Theoretical modeling of the liquid-phase chlorination of 4-nitroaniline catalyzed by dimethyl sulfoxide

Abstract

The mechanism of interaction of molecular chlorine with 4-nitroaniline in the aqueous medium, leading to the production of 2-chloro-4-nitroaniline, was studied. The simulation was carried out using high-level quantum chemistry methods DFT/ωB97x-D4/aug-cc-pVTZ//DLPNO-CCSD(T)/CBS and the SMD solvent model, and correction of translational entropy was also applied during the transition to the liquid-phase process.

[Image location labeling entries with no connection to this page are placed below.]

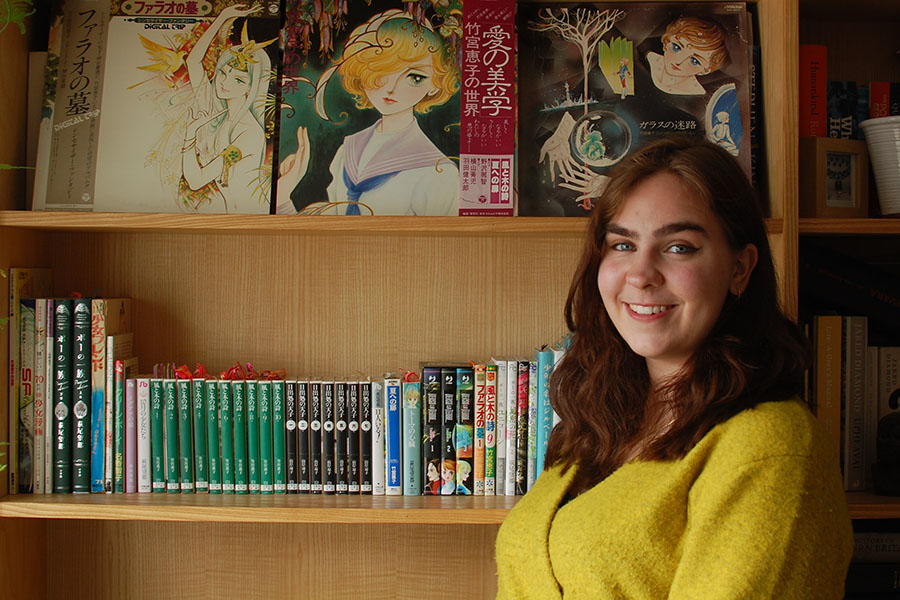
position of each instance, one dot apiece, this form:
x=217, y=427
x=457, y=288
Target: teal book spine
x=252, y=411
x=81, y=395
x=279, y=462
x=119, y=424
x=170, y=416
x=411, y=427
x=201, y=453
x=226, y=435
x=157, y=439
x=214, y=460
x=264, y=420
x=185, y=438
x=239, y=426
x=544, y=358
x=62, y=398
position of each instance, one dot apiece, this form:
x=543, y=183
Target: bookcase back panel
x=224, y=560
x=327, y=306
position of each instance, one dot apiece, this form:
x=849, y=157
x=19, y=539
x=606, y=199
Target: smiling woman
x=684, y=464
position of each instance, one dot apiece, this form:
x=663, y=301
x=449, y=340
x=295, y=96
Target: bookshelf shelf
x=866, y=505
x=275, y=224
x=304, y=509
x=849, y=226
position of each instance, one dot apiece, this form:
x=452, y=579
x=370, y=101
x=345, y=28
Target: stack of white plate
x=883, y=140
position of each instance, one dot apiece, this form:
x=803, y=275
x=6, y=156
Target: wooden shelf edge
x=866, y=505
x=286, y=224
x=301, y=509
x=849, y=226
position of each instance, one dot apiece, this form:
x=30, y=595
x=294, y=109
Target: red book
x=813, y=90
x=879, y=99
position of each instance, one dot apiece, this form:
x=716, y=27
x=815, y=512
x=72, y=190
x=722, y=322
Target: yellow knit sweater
x=755, y=510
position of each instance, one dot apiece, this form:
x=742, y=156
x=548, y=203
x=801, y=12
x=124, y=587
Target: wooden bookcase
x=330, y=297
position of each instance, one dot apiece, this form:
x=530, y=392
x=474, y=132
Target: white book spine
x=501, y=427
x=108, y=416
x=378, y=461
x=40, y=374
x=48, y=394
x=511, y=426
x=143, y=435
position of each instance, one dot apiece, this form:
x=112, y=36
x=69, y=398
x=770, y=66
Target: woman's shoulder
x=770, y=429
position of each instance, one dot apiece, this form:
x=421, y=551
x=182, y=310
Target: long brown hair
x=753, y=353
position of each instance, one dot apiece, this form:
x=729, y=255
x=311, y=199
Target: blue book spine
x=412, y=438
x=544, y=360
x=392, y=437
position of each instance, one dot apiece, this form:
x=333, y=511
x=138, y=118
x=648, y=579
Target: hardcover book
x=109, y=316
x=198, y=417
x=411, y=427
x=81, y=396
x=365, y=437
x=464, y=431
x=24, y=282
x=194, y=85
x=598, y=81
x=62, y=398
x=290, y=436
x=432, y=425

It was found that the reaction proceeds through the formation of an intermediate σ-complex and its subsequent decomposition. The catalytic role of dimethyl sulfoxide (DMSO) was investigated. It has been shown that DMSO catalyzes not only the σ-complex formation, but also its decomposition, participating in the deprotonation reaction with the formation of the DMSO cation (C2H7OS+). The thermodynamic and kinetic parameters of the reaction were calculated, and it was determined that the catalyst reduces the free activation energy of the first stage from 45 to 33 kJ/mol (298 K), and makes the second stage practically barrier-free. The reaction rate constant increases by 107 times. The catalyst action mechanism is to reduce the electrostatic repulsion in the chain of C–Cl–Cl atoms in the transitional state by shifting the electron density to the 4-nitroaniline molecule. Pre-reaction π-complexes of chlorine with 4-nitroaniline are formed due to van der Waals forces, and the σ-complex can be stabilized by dimethyl sulfoxide due to the formation of intermolecular hydrogen bonds. The presented mechanism will allow a better understanding of the influence of protonable catalysts on the course of SEAr reactions.